La proporción que Copérnico tomó como la de las longitudes relativas del epiciclo menor, el epiciclo mayor y el deferente es 4:19:180.
Los planetas exteriores, Saturno, Júpiter y Marte
Las teorías que Copérnico expone en el Commentariolus sobre los movimientos de los planetas exteriores comparten la misma estructura general y solo difieren en los valores de los distintos parámetros necesarios para describirlos completamente. Sus órbitas no son coplanares con la de la Tierra, pero comparten su centro como centro común y se encuentran en planos ligeramente inclinados respecto al plano orbital terrestre. A diferencia del plano orbital de la Luna, las órbitas de los planetas superiores no precesan. Sin embargo, sus inclinaciones respecto al plano orbital terrestre oscilan entre los límites de 0°10′ y 1°50′ para Marte, 1°15′ y 1°40′ para Júpiter, y 2°15′ y 2°40′ para Saturno. Aunque Copérnico supone que estas oscilaciones tienen lugar alrededor de las líneas de nodos de las órbitas , que él considera fijas, el mecanismo que utiliza para modelarlas también provoca pequeñas oscilaciones en dichas líneas. Como Kepler señaló posteriormente, la necesidad de suponer oscilaciones en las inclinaciones de los planos orbitales de los planetas exteriores es consecuencia de que Copérnico los considerara pasando por el centro de la órbita terrestre. Si los hubiera considerado pasando por el Sol, no habría necesitado introducir estas oscilaciones. [ 10 ]
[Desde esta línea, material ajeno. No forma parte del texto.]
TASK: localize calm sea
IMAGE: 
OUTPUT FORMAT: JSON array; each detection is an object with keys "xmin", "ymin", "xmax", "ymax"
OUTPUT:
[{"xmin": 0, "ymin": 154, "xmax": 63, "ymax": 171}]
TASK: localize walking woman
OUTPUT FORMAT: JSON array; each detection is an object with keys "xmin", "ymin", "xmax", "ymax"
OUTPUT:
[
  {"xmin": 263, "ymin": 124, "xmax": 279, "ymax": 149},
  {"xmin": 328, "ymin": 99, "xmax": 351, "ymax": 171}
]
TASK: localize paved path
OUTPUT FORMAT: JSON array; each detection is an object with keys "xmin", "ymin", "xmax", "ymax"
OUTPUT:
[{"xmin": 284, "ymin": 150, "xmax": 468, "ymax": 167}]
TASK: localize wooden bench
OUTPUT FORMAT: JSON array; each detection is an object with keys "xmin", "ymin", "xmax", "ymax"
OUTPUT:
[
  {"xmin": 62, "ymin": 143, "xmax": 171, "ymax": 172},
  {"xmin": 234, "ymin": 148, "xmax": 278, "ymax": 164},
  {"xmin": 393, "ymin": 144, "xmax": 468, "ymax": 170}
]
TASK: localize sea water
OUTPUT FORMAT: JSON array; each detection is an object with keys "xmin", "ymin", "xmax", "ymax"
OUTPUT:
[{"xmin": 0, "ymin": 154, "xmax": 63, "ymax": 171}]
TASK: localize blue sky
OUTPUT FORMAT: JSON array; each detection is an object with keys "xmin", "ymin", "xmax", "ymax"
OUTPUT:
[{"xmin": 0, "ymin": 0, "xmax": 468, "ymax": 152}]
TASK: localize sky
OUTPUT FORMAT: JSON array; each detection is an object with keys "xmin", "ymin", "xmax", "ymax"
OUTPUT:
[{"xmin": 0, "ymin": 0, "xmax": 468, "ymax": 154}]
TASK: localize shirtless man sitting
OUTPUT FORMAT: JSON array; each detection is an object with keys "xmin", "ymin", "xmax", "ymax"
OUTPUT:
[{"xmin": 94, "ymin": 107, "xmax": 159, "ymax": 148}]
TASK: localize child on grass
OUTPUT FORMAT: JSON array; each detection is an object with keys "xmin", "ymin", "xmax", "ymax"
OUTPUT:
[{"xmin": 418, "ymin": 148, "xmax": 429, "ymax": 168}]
Al igual que el movimiento de la Luna, el de los planetas exteriores, representado en el diagrama de la derecha, se produce por la combinación de un deferente y dos epiciclos. El centro del primero, y el mayor de los dos epiciclos, representado por el punto e1 en el diagrama, gira uniformemente de oeste a este alrededor de la circunferencia de un deferente cuyo centro es el centro de la órbita terrestre, representado por el punto S en el diagrama, con un período relativo a las estrellas fijas, como se indica en la sección anterior «El orden de las esferas» .
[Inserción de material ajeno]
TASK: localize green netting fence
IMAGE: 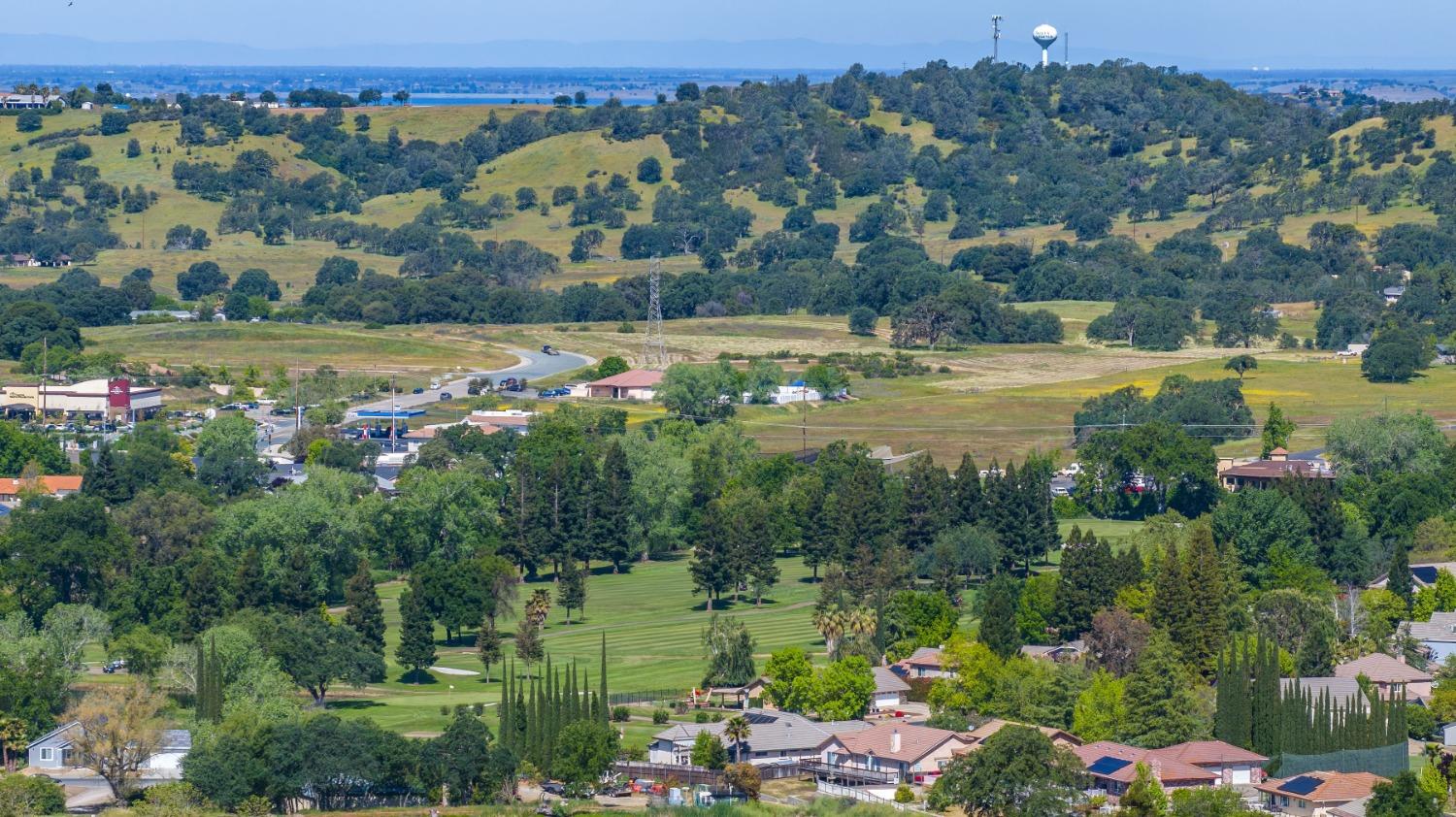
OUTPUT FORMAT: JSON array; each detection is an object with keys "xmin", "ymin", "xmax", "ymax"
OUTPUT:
[{"xmin": 1274, "ymin": 739, "xmax": 1411, "ymax": 777}]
El centro del segundo epiciclo, representado por el punto e2 en el diagrama, gira uniformemente de este a oeste alrededor de la circunferencia del primero, con el mismo período con respecto a la línea radial que une S con e1. Como consecuencia, la dirección de la línea radial que une e1 con e2 permanece fija con respecto a las estrellas fijas, paralela a la línea de ápsides del planeta EW, y el punto e2 describe un círculo excéntrico [ g ] cuyo radio es igual al del deferente, y cuyo centro, representado por el punto O en el diagrama, está desplazado del deferente por el radio del primer epiciclo. En su obra posterior, De revolutionibus orbium coelestium , Copérnico utiliza este círculo excéntrico directamente, en lugar de representarlo como una combinación de un deferente y un epiciclo.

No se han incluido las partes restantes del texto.